Summary

This post presents the Modeler-Schema Theory of Consciousness, a mechanistic account that identifies a specific computational locus of experience within a multi-agent cognitive architecture. The theory proposes that consciousness resides in the “Modeler-schema” component, which generates qualia as an internal calibration mechanism for detecting inconsistencies in the World Model. Critically, the theory offers a falsifiable experimental prediction about change detection during saccades, moving consciousness research from metaphysical speculation to testable science.

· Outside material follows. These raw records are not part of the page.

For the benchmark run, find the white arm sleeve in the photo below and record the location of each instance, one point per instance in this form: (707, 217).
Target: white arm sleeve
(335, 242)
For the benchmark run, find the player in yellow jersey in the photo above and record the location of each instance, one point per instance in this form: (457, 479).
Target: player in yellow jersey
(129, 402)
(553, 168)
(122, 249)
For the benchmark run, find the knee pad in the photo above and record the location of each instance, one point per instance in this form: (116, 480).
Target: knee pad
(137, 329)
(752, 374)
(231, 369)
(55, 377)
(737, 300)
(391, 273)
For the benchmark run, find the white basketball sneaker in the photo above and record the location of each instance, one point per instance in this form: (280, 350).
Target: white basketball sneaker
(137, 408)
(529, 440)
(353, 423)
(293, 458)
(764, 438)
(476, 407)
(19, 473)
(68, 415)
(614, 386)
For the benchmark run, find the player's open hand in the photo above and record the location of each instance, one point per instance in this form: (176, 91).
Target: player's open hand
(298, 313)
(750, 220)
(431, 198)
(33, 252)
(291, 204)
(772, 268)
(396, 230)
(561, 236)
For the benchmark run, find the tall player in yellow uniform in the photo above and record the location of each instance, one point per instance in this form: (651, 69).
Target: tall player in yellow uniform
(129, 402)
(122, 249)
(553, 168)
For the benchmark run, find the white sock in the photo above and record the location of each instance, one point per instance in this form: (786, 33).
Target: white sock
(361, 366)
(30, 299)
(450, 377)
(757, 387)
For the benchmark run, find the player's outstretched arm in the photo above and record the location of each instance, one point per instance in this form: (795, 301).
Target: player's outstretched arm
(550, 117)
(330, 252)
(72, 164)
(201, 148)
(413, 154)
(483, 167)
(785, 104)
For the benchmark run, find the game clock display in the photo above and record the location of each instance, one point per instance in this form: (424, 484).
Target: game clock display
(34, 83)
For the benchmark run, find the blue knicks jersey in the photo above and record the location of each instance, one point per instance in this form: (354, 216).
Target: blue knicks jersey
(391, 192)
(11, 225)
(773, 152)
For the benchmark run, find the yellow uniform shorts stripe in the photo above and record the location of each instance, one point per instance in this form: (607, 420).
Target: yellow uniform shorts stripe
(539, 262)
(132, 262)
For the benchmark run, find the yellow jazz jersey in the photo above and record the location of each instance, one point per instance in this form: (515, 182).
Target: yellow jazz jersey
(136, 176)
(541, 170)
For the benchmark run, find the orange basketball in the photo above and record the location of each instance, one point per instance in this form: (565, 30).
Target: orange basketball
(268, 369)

The framework resolves the “hard problem” by treating phenomenal experience as a necessary comparator function rather than an inexplicable add-on.

Key Concepts

  • Modeler-schema – The specific cybernetic component that generates qualia and experiences consciousness, distinct from the Controller (narrator) and Targeter (attention).
  • Quale World Model – The internal representation constructed by the Modeler-schema using qualia as the comparison medium for detecting modeling errors.
  • Architectural decoupling – The separation between the experiencing agent (Modeler-schema) and narrating agent (Controller), explaining why introspective reports don’t match actual phenomenology.
  • Diffuse awareness – Panoramic, continuous consciousness that exists in the Modeler-schema but is inaccessible to the Controller’s reporting mechanisms.
  • Qualia as calibration – Phenomenal experience serves as an internal representational format optimized for detecting mismatches across perception, memory, and abstraction.

Evolution Notes

  • Aligns with Axio’s agency-first approach by treating experience as a functional operation in a control architecture, not emergent magic.
  • Provides concrete mechanistic grounding for consciousness that most theories avoid.
  • Offers rare falsifiable prediction: permanent vs. temporary changes during saccades should show different detection patterns.

Tags

Cross-References

Open Questions

  • How would this architecture be implemented in artificial systems to generate genuine experience?
  • Can the saccade experiment definitively distinguish this theory from competing calibration accounts?
  • What evolutionary pressures shaped the specific qualia representations we experience rather than others?